Dossier
“Beleza Americana ”,
de Sam Mendes

(EUA, 1999)

 

 

"Beleza Americana": comentários psicológicos

 

 

Jorge Trindade

Laetitia Moraes Trindade

 

 

Introdução


O presente artigo aborda algumas ideias apresentadas oralmente em dois seminários sobre o filme. O primeiro deles foi realizado na Escola Judicial da 12a Região TRT, Florianópolis, em 2011, e o segundo na Escola Judicial da 24a Região TRT, Campo Grande, em 2012.
Em ambos, a apresentação constitui apenas uma parte de um painel compartilhado e substancialmente enriquecido com os comentários dos colegas, Prof. Giovanni Alves e Prof. Elton Somensi de Oliveira, sem os quais referidos eventos não teriam alcançado êxito. Nessas oportunidades também recebemos valiosas contribuições dos Magistrados, cabendo parabenizar as Escolas Judiciais pelo elevado nível dos debatedores e pela iniciativa no aprimoramento cultural dos juízes. Agradeço-lhes, pois, a parceria naqueles eventos, bem como o convite do professor do Giovanni para escrever este texto e, assim, rememorar ambos os eventos.

 

Caracterização Psicológica das Personagens


Beleza Americana é um filme que, ao retratar os conflitos de um americano quarentão de classe média (Lester), satiriza a beleza superficial, expondo o individualismo e o materialismo das relações interpessoais, fazendo transparecer a crise da família e da própria sociedade americana.

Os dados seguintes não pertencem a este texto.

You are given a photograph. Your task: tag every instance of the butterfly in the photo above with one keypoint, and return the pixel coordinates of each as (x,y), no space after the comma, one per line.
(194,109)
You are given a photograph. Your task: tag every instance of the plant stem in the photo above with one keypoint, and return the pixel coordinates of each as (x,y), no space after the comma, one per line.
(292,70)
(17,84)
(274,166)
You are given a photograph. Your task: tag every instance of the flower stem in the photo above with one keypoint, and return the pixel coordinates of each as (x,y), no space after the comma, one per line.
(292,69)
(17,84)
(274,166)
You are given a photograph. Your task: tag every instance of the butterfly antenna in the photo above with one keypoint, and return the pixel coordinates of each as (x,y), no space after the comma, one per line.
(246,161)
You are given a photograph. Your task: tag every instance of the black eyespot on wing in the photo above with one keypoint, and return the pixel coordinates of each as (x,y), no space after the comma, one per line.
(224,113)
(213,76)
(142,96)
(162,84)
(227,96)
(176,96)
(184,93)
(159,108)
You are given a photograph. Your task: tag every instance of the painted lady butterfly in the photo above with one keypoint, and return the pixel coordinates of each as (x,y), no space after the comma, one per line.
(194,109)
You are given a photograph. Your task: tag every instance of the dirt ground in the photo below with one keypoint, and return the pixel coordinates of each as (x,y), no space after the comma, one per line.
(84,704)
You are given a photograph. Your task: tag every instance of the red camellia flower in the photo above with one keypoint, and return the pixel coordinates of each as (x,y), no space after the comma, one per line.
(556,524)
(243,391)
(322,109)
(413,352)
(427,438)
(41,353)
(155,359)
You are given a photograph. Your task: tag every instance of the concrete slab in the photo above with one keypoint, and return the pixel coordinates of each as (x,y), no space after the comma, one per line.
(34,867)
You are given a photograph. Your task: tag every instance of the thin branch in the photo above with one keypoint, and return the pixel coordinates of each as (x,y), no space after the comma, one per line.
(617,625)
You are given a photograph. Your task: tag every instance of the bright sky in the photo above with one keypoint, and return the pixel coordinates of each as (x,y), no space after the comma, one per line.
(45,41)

O filme inicia com a seguinte sentença: “Meu nome é Lester. Essa é minha vizinhança. Essa é minha rua. Essa é minha vida. Eu tenho 42 anos e, em menos de um ano, estarei morto. É claro, eu ainda não sei disso. E, de certa forma, eu estou já morto.” Trata-se, sem dúvida, de uma metáfora que, em certo sentido, remete à expressão de Morin (2000) , segundo a qual “se vive de morte”, assim como também pode-se “morrer de vida”.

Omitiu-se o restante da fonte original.